TransUnion
Extract: Planned Defense Change from a 8-K on 08/12/2019   Download
SEC Document
SEC Filing
On August 7, 2019, the Board also voted unanimously to submit proposals to the Company’s stockholders at its 2020 Annual Meeting of Stockholders (the “2020 Annual Meeting”) seeking approval to amend certain provisions of its Second Amended and Restated Certificate of Incorporation (the “Charter”) to (i) declassify its Board of Directors such that directors will stand for election to one-year terms, with all directors standing for election on an annual basis beginning with the 2022 Annual Meeting of Stockholders, (ii) eliminate the supermajority voting requirements that currently exist for removal of directors and certain amendments to the Charter and the Bylaws, (iii) remove certain rights, privileges and protections included in the Charter relating to former significant stockholders of the Company that have expired by their terms, (iv) remove the corporate opportunity waiver provision included in the Charter, and (v) make certain other technical revisions to the Charter (the “Proposed Amendments”).
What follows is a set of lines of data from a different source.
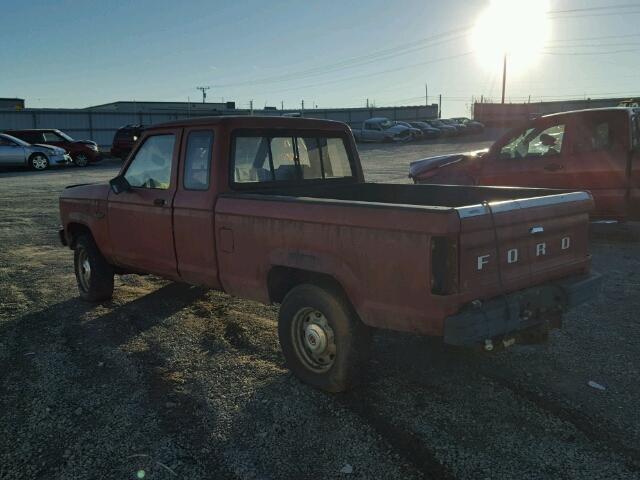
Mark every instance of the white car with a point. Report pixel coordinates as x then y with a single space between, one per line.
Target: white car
16 152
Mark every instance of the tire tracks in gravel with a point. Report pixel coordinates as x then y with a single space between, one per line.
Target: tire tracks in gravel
590 426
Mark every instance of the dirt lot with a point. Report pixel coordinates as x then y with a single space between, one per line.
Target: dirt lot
169 381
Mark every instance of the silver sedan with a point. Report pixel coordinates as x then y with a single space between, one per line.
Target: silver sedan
15 152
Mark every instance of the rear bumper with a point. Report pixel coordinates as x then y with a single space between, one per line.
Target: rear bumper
522 310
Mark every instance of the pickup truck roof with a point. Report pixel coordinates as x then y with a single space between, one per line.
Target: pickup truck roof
256 122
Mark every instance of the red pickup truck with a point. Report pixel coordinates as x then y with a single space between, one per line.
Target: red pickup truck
277 210
597 150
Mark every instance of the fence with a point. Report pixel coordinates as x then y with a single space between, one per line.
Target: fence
101 126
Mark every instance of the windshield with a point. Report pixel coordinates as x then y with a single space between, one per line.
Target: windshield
65 136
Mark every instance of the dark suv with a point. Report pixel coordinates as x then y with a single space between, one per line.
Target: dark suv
124 140
82 152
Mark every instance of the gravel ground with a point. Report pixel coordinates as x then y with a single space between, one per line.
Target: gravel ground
169 381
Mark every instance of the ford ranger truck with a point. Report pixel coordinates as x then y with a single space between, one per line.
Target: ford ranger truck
596 150
277 210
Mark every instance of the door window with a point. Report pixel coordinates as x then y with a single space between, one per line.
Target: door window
197 162
151 166
535 142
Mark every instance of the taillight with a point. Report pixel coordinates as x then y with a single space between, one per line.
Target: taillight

The Proposed Amendments will require the affirmative vote of the holders of at least 66⅔% in voting power of all the then-outstanding shares of stock of the Company entitled to vote thereon. The Proposed Amendments will be set forth in detail in the Company’s 2020 proxy statement, which will be filed in advance of the 2020 Annual Meeting. In the event the Proposed Amendments are approved at the 2020 Annual Meeting and become effective, the Board will approve conforming amendments to the Bylaws.